British Airways (IAG) parent IAG backed a mediator’s plan for about 3,140 job cuts at unprofitable Spanish unit Iberia after offering concessions that won union backing.

IAG’s board voted to approve a deal that pares job losses from the 3,807 it had pledged to drive through in the absence of a negotiated settlement, according to a statement today. Most labor groups accepted a package that also prunes pay cuts and shortens a salary freeze, though pilots have yet to sign up.

IAG Chief Executive Officer Willie Walsh is seeking a 600 million-euro ($780 million) earnings turnaround at Iberia by 2015 after the Madrid-based business propelled Europe’s third- largest airline group to an operating loss of 23 million euros last year. The plan proposed by Spanish mediator Gregorio Tudela would cut pay as much as 14 percent, with no raise before 2016.

“If accepted by the unions, this would see an end to strikes at Iberia and lead to a smoother turnaround,” said James Hollins, a London-based analyst at Investec with a “buy” rating on IAG stock. “Salary cuts should ensure that there is no slippage in timing of driving Iberia back to profitability.”

Shares of IAG, as International Consolidated Airlines Group SA is known, closed 0.2 percent lower at 245.70 pence in London. They’ve gained 33 percent this year, valuing the company at 4.56 billion pounds ($6.8 billion).

Ratification Required

Unions still have to submit the proposal to members for ratification, Manuel Atienza, a spokesman for the UGT union, said by telephone, while the Sepla pilots’ body hasn’t indicated whether it will back the deal.
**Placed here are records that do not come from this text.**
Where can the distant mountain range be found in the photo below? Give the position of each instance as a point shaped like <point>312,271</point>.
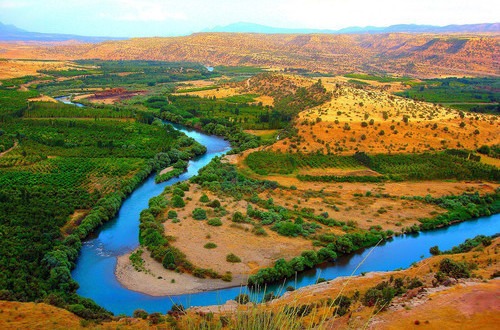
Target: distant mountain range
<point>13,33</point>
<point>244,27</point>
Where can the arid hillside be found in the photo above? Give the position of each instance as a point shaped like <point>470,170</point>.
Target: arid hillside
<point>421,55</point>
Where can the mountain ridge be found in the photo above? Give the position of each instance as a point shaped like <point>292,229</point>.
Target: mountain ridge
<point>13,33</point>
<point>247,27</point>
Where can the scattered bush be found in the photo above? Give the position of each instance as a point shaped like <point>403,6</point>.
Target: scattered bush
<point>232,258</point>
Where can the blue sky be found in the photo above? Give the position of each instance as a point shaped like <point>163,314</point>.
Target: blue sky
<point>138,18</point>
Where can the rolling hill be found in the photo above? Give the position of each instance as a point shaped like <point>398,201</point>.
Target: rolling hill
<point>418,55</point>
<point>13,33</point>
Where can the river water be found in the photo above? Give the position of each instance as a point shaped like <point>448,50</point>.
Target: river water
<point>96,264</point>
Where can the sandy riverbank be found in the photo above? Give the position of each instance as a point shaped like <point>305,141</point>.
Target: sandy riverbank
<point>159,281</point>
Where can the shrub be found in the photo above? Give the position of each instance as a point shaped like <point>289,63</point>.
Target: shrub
<point>177,201</point>
<point>215,222</point>
<point>227,277</point>
<point>178,192</point>
<point>169,260</point>
<point>232,258</point>
<point>435,250</point>
<point>199,214</point>
<point>454,269</point>
<point>214,204</point>
<point>238,217</point>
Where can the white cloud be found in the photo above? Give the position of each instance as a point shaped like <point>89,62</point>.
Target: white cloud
<point>12,4</point>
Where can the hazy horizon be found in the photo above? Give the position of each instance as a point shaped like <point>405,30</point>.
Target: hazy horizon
<point>142,18</point>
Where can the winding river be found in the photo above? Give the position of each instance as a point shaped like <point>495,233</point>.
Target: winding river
<point>96,264</point>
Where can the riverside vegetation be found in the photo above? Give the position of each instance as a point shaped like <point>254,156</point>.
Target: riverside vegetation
<point>69,169</point>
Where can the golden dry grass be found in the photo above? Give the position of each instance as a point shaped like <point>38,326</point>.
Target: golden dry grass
<point>430,127</point>
<point>19,68</point>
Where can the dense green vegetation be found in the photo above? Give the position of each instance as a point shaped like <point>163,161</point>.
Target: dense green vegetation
<point>382,79</point>
<point>139,74</point>
<point>469,244</point>
<point>266,162</point>
<point>452,164</point>
<point>67,159</point>
<point>472,94</point>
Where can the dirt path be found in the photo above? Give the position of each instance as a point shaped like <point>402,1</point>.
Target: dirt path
<point>6,151</point>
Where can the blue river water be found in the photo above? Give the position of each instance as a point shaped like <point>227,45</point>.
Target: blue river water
<point>96,264</point>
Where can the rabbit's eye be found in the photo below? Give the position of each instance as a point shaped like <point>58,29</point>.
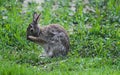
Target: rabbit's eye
<point>31,30</point>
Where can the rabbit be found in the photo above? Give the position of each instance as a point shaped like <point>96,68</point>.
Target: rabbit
<point>53,38</point>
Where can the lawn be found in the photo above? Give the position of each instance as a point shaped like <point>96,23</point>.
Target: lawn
<point>93,27</point>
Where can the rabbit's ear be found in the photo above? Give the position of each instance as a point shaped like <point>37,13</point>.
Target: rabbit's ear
<point>38,18</point>
<point>34,16</point>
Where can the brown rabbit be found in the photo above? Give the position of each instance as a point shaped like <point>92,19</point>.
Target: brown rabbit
<point>53,38</point>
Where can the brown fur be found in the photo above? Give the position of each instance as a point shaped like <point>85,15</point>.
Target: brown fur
<point>53,38</point>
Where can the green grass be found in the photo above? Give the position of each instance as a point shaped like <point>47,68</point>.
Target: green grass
<point>94,39</point>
Labor groups will discuss details over the next 48 hours before meeting the mediator and Iberia management on March 13 to formally endorse the terms, he said.

The job cuts match the number of posts Walsh had initially stipulated must go as part of a negotiated deal including lower pay, before saying the equivalent of more than 3,800 would need to be cut when talks on staffing levels and contracts failed.

Atienza added that the workforce reduction is acceptable “because of the new conditions.” IAG agreed to fund redundancies by dropping a planned link to productivity gains, while salaries will be reduced by 14 percent for pilots and cabin crew and 7 percent for ground staff, down from as much as 35 percent under previous offers, which also sought to freeze pay until 2017.

To improve IAG’s financial performance in Spain, Walsh last year established a new unit Iberia Express, with less-generous contracts, and that business has been profitable.

The CEO also initiated a takeover bid for Barcelona-based discount carrier Vueling Airlines SA. (VLG) The Vueling board last week rejected a 7 euros-a-share proposal that IAG made for the 54.14 percent of stock it does not already own.